Consider this recent poem from the ETC Web site:
Busy
Tooth is a skirt.
Acquaintance and the crowd.
Worn, dines Jim.
The meddling intellect allows short-term fluctuation.
Wines in three good years.
Considerates in mathematics.
Wines hand.
Considerates.
I am no major threat.
This sample illustrates several problems in aesthetic text generation. In the first line, tooth lacks an leading determiner. Obviously, a better (and more "correct") line would be a tooth is a skirt. The problem is that ETC2's phrase structure grammar, being context-free, can't distinguish between nouns that take determiners and those that don't. Courage is a skirt works and A tooth is a skirt works, but A courage is a skirt and Courage is skirt don't.
The difference is that courage is an abstract noun, while tooth and skirt are concrete. ETC2 tries to normalize derterminers by looking at the frequency distributions of various determiners as they are associated with different nouns and does it at runtime. That allows for all kinds of errors. It won't work well if the parsing algorithm doesn't. It won't work well if the frequency is skewed due to some words' contexts being overly represented in the concordance. And since no parsing algorithm is flawless and since all bodies of text are misreprestentative of the language as a whole ("all words are rare"), there will always be errors.

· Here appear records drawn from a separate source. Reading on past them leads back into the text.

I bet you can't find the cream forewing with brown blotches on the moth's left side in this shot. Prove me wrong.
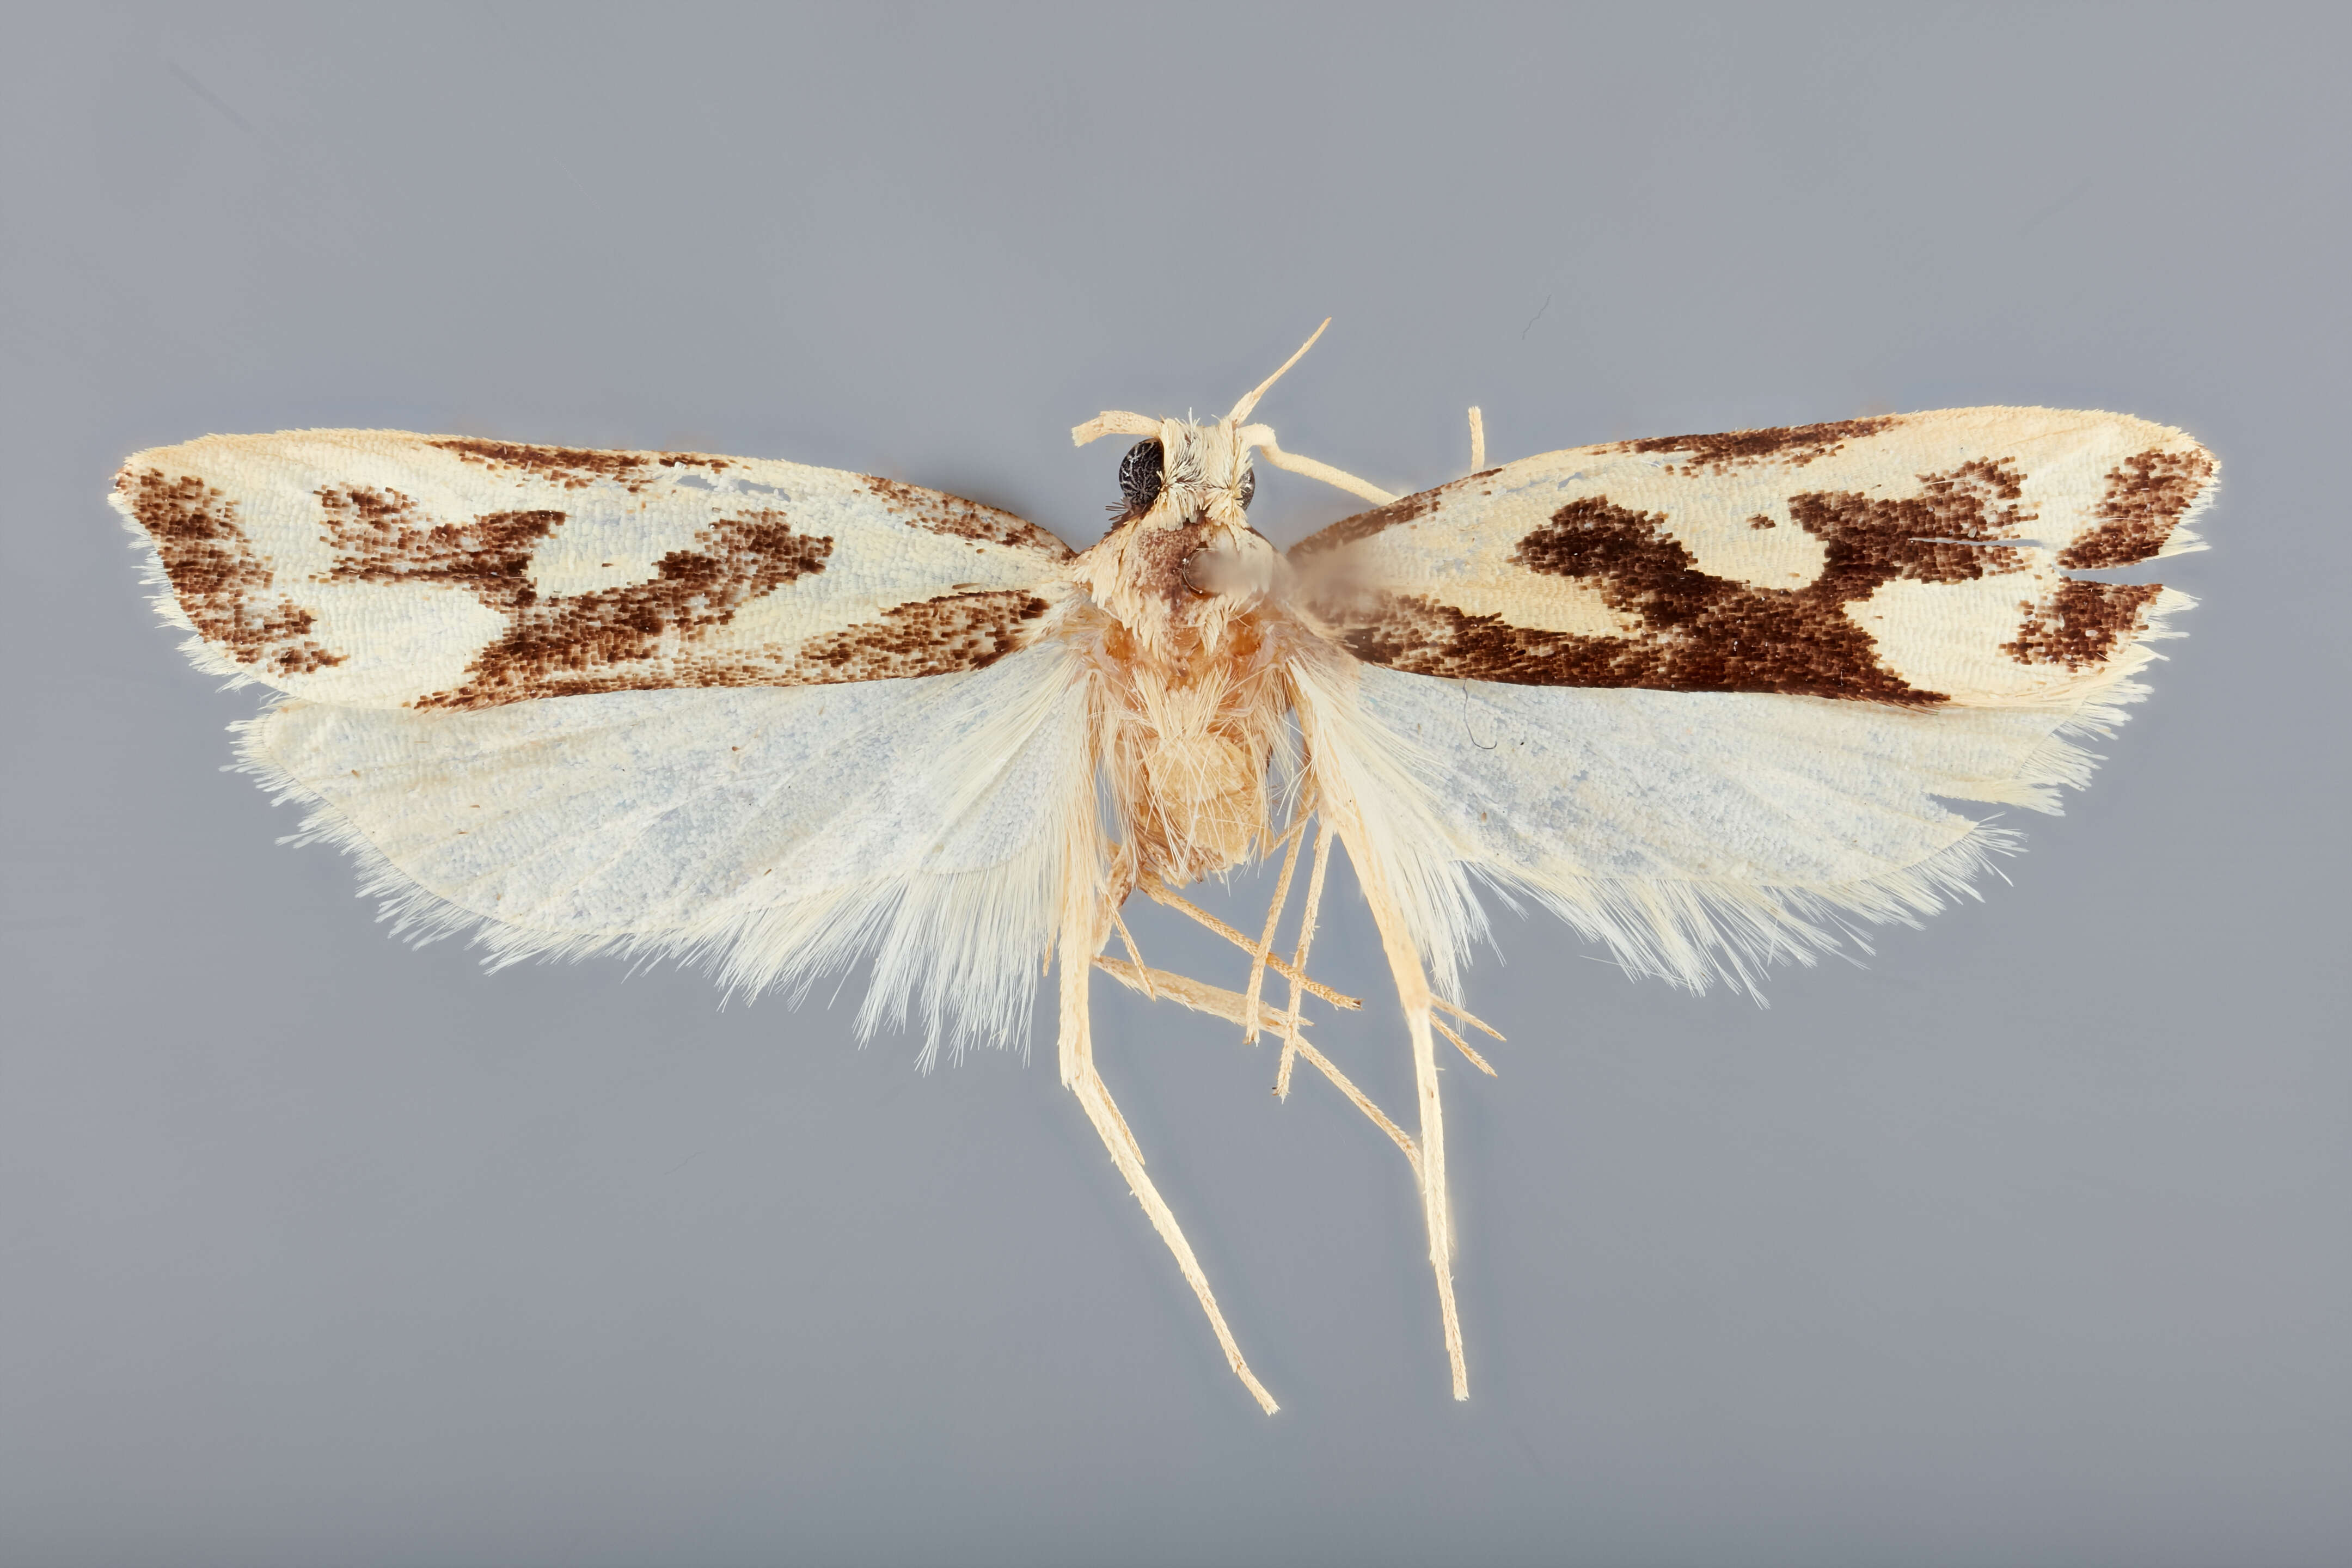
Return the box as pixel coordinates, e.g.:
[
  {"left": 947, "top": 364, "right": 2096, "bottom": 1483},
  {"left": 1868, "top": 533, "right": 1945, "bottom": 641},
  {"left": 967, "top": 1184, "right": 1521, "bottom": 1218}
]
[{"left": 113, "top": 430, "right": 1070, "bottom": 710}]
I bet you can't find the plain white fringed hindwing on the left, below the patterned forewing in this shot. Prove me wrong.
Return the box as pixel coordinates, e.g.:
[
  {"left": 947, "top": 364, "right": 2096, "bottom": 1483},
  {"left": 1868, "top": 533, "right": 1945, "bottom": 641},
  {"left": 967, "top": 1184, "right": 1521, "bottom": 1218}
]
[{"left": 240, "top": 642, "right": 1094, "bottom": 1062}]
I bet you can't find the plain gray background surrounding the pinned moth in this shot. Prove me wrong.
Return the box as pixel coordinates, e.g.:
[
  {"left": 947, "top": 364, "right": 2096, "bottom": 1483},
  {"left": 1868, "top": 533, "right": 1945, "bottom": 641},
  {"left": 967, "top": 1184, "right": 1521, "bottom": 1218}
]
[{"left": 0, "top": 7, "right": 2352, "bottom": 1566}]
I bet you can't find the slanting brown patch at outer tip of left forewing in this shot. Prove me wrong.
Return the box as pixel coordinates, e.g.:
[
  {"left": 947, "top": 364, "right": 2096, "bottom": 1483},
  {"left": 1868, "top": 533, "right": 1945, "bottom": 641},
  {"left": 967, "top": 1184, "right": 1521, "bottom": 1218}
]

And so Erica realizes, that at this stage of her development, she is no major threat. Making her a threat becomes possible through a lexicalized tree adjoining grammar (LTAG). I posted about basic TAGs last month. LTAG goes a step further and allows categories of words (right down to individual words) in the grammar, a trick sometimes referred to as mildly context sensitive. Take seem as an example. Ought to be easy, right? Not. It can't be used in an expansion such as VP->V-NP, because it's intransitive (copulative actually). So just define separate word categories for transitive and intransitive verbs. Still not. Be is the ultimate intransitive. So She is beautiful and She is a friend both work. She seems beautiful is OK. But She seems a friend is not (or only marginally--the sentence really wants to be She seems to be a friend. More interesting, She is bleeding works, but She seems bleeding doesn't. Seem wants real adjectives not participles and seems to indicate that is bleeding is really in a progressive tense, not containing an inflection of to be at all.
LTAG offers a way past all of this. Just give seem its own node in the grammar and tag it as requiring adjoining. Then define substitution trees for seem and feed the result into the adjoining algorithm. And SHAZZAM, it works! (It really does--we got it working last week.)

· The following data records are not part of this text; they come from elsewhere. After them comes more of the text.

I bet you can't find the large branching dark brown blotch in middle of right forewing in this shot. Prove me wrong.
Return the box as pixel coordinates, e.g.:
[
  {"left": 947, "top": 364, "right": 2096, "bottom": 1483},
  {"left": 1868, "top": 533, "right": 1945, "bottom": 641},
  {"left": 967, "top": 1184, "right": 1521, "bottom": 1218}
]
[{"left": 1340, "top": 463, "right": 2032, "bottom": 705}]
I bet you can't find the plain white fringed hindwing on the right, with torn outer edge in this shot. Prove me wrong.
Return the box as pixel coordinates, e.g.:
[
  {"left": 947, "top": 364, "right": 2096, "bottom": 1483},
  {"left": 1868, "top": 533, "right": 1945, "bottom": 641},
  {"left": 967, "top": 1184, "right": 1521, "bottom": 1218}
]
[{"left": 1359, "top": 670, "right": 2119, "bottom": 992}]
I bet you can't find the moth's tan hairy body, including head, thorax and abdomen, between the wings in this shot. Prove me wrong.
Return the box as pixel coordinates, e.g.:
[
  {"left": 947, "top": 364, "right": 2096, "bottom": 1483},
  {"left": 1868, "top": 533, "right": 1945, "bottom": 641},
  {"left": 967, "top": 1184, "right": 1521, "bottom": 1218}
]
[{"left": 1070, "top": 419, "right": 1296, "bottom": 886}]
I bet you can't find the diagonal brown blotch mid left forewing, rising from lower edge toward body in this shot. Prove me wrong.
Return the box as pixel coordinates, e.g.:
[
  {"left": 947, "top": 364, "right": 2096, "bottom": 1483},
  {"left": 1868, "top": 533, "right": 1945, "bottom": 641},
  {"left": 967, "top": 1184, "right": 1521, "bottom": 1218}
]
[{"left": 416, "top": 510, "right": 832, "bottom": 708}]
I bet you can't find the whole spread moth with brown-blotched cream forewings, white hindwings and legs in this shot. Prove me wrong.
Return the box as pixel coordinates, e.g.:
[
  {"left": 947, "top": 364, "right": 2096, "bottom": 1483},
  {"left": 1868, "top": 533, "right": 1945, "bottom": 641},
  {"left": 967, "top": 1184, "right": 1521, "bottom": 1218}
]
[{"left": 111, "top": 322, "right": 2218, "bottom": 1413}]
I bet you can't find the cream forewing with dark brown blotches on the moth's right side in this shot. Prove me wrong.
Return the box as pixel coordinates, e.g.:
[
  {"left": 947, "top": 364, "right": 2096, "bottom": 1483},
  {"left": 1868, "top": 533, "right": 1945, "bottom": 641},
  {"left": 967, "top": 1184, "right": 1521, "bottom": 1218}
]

There are some complications in getting there for sure. We have to capture more attributes for most word categories. We have to weight tree selections, so that rarely used constructions don't become as legitimate as frequently used ones. And these tasks require more analytic intervention into the part-of-speech tagging process and more complex database schema. But keeping the semantic model small makes this manageable.
The really neat thing about an LTAG implementation, however, is that it means we can deploy the monster and let its anomalies surface through use. When we find one, all we have to do is define whatever lexicalized trees are needed and slam them into the grammar (stored in the DB). No new code. No recompilation. No redeployment. Sweet!